The latest Roy Morgan research has revealed a “record high” of 1,496,000 (29.2 per cent) of mortgagors were “at risk” of mortgage stress in the three months to July 2023.
During this period, the Reserve Bank of Australia (RBA) lifted the official cash rate twice by 25 bps, which brought interest rates to 4.1 per cent.
According to Roy Morgan, these figures surpassed the previous record-high number recorded in the three months to May 2008 of 1.46 million.
Over the last year, the number of borrowers reaching the “at risk” category increased by 642,000.

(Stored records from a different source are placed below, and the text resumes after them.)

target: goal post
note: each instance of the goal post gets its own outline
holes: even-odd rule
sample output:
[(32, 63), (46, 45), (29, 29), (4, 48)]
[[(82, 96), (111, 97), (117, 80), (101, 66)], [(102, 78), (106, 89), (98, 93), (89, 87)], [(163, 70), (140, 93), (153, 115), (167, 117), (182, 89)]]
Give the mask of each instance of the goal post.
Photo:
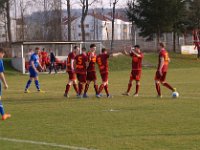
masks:
[[(29, 64), (30, 59), (28, 56), (29, 50), (32, 49), (34, 51), (36, 47), (39, 47), (41, 50), (45, 49), (48, 55), (50, 52), (53, 52), (56, 59), (64, 64), (68, 54), (75, 45), (80, 47), (81, 53), (83, 47), (89, 50), (90, 44), (96, 44), (97, 53), (101, 52), (101, 42), (15, 42), (12, 44), (12, 66), (23, 74), (27, 73), (28, 69), (26, 65)], [(60, 71), (65, 72), (64, 69), (62, 67)]]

Furthermore, the number of mortgage holders falling into the “extremely at risk” category also increased by 1.01 million (a proportion of 20.3 per cent), which sat well above the long-term average over the last 15 years of 15.4 per cent.

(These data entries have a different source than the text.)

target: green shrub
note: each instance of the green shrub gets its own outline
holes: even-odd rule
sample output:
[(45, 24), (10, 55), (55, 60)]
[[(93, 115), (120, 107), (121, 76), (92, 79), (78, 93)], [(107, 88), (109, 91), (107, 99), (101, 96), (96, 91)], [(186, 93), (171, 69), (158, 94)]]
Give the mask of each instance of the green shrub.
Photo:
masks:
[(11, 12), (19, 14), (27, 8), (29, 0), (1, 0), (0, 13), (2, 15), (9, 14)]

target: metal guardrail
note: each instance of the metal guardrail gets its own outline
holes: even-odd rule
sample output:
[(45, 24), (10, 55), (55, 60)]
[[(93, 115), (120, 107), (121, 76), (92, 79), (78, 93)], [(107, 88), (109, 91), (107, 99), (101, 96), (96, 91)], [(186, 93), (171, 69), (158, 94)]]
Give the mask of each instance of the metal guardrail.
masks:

However, despite the proportion of 29.2 per cent being a record high, it still remains below the record highs recorded during the global financial crisis (GFC) due to the larger size of the Australian mortgage market today, according to Roy Morgan. The record high of 35.6 per cent of at risk of stress mortgagors was reached in mid-2008.
Roy Morgan has warned that mortgage risk could increase to over 1.57 million should the central bank decide to raise the official cash rate by a further 25 bps during the September monetary policy meeting, which would leave the cash rate at 4.35 per cent.

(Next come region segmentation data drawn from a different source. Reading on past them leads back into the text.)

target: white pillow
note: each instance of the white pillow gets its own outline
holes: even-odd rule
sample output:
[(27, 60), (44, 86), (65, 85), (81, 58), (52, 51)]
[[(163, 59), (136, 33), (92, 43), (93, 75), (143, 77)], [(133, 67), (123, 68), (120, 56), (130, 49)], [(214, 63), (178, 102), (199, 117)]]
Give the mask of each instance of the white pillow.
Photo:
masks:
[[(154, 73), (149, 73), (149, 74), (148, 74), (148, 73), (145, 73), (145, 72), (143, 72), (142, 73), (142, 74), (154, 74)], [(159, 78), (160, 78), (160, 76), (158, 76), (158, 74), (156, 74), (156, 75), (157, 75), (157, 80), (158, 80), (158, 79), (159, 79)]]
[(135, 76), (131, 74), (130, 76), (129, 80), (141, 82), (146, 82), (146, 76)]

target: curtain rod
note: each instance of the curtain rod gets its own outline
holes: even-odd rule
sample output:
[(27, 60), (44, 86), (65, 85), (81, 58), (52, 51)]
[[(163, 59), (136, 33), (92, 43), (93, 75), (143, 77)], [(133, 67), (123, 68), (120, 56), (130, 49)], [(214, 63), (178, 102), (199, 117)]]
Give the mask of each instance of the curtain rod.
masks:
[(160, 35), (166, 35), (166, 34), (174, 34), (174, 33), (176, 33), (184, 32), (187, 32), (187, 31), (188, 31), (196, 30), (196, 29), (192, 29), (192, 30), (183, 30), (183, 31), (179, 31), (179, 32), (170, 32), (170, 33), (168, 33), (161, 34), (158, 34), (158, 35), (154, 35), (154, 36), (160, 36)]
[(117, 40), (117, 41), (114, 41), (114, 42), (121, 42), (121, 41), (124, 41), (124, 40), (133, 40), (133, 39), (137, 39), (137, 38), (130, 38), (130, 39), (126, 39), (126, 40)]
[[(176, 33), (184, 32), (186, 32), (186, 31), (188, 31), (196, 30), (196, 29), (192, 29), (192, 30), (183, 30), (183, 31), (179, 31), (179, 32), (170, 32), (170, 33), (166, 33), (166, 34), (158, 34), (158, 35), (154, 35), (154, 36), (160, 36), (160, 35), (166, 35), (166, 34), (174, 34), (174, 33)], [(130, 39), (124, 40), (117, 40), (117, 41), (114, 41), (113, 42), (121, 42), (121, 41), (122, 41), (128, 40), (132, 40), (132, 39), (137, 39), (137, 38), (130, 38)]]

If the RBA does decide to lift rates in September, the proportion of mortgage holders at risk of stress would increase to 30.2 per cent by the end of the quarter.
Should there be a subsequent lift in October to bring the cash rate to 4.6 per cent, Roy Morgan stated that 30.7 per cent of mortgage holders (1.6 million) will be considered at risk of stress.
Roy Morgan chief executive Michele Levine said: “The figures for July 2023 take into account all 12 RBA interest rate increases which lifted official interest rates from 0.1 per cent in May last year to 4.1 per cent by June 2023. Since then, the RBA has decided to leave interest rates unchanged at its two most recent meetings in July and August.
“Although many have suggested the RBA has finished its cycle of interest rate increases, the low Australian dollar and high petrol and energy prices adding to inflation may force their hand for further interest rate increases in the months ahead.”